By FETV Published · Updated

Only Murders in the Building Season 4 Review: The Trio Takes on Hollywood

Only Murders in the Building Season 4 takes the show’s beloved trio out of the Arconia and into the world of Hollywood, where their hit true-crime podcast is being adapted into a movie. The fish-out-of-water premise gives Steve Martin, Martin Short, and Selena Gomez fresh material to play with, and while the season does not quite match the tight mystery plotting of Season 1, it is consistently funny, surprisingly touching, and packed with guest stars who are clearly having the time of their lives.

How We Reviewed: This assessment reflects viewing all available episodes before publishing and comparison with the show’s prior seasons and genre benchmarks. Ratings reflect full-season viewing, critical analysis, and production quality assessment. Brands featured did not pay for or influence their inclusion.

The Hollywood Setting

The inciting incident is the murder of Sazz Pataki (Jane Lynch), Charles’s longtime stunt double, whose death at the end of Season 3 sends the trio to Los Angeles to investigate while simultaneously consulting on the film adaptation of their podcast. The Hollywood setting allows the show to satirize the entertainment industry with affectionate precision — the ego-driven directors, the sycophantic producers, the actors who do too much “research” for their roles.
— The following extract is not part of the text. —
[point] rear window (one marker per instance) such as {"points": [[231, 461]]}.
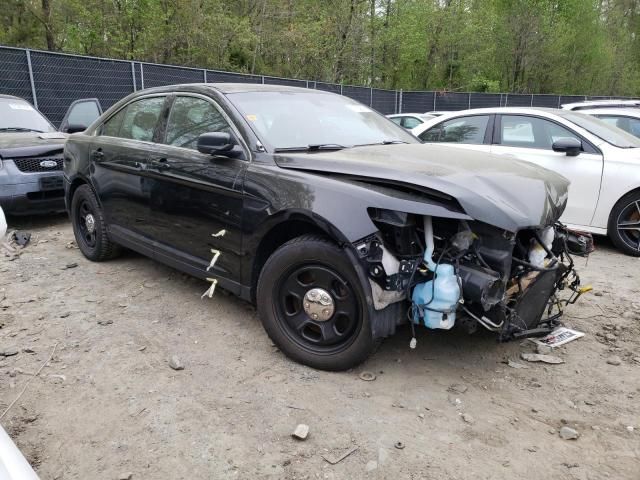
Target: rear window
{"points": [[610, 134]]}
Eugene Levy, Zach Galifianakis, and Eva Longoria play the actors cast as Charles, Oliver, and Mabel in the movie-within-the-show, and their interactions with their real-life counterparts produce the season’s biggest laughs. Levy’s understated take on Charles-playing-Charles is a particular joy, and his chemistry with Martin feels genuinely warm.

The Mystery

The central whodunit is engaging if not the series’s best. The pool of suspects includes various Hollywood figures with connections to both Sazz and the Arconia, and the investigation takes the trio through sound stages, wrap parties, and the kind of exclusive Los Angeles spaces that provide excellent backdrops for comic set pieces.

The mystery functions best as a vehicle for character development. Charles confronts his fading relevance in an industry that has moved on. Oliver grapples with the gap between his artistic ambitions and commercial reality. Mabel begins to chart a path beyond the podcast, questioning whether her identity has become too intertwined with investigating death. These character threads give the season emotional weight that the mystery alone would not provide.

The Ensemble

Martin Short continues to be the show’s comic engine. His Oliver Putnam is a character of boundless optimism and equally boundless delusion, and Short plays both with a precision that makes even throwaway lines land. His performance in a mid-season episode involving a Hollywood party is a masterclass in physical comedy.
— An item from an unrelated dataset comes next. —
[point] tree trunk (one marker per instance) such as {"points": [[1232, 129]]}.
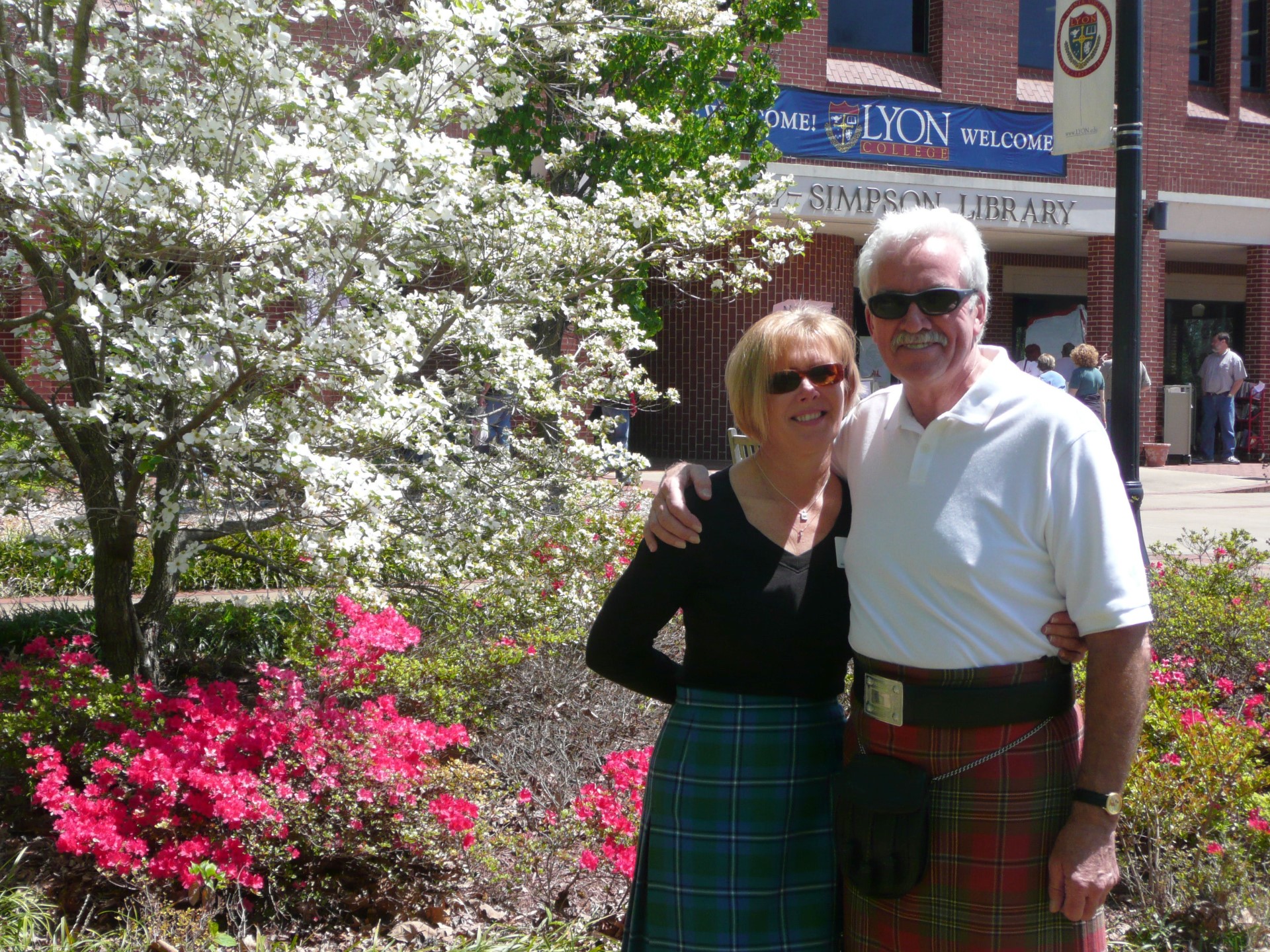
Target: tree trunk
{"points": [[157, 603], [161, 588], [118, 635]]}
Selena Gomez’s Mabel has grown significantly across four seasons. She brings a grounded intelligence to the role that anchors the show’s more outlandish moments, and her dramatic scenes this season — particularly around questions of identity and purpose — are her best work in the series.

Steve Martin plays Charles with the deadpan mastery he has honed over decades. The character’s insecurities about aging and irrelevance feel personal in the best way, and Martin mines them for both comedy and genuine pathos.

Guest Stars

Season 4 is loaded with guest appearances — Melissa McCarthy, Kumail Nanjiani, and Richard Kind among them — and the show deploys them with skill. Unlike some guest-star-heavy shows where famous faces feel like distractions, OMITB integrates its visitors into the story in ways that serve both comedy and plot.

Verdict

Only Murders in the Building Season 4 is a delightful continuation of one of television’s most charming shows. The Hollywood setting provides fresh energy, the core trio remains irresistible, and the show’s blend of comedy, mystery, and heart continues to distinguish it from everything else on streaming. It is comfort viewing of the highest order.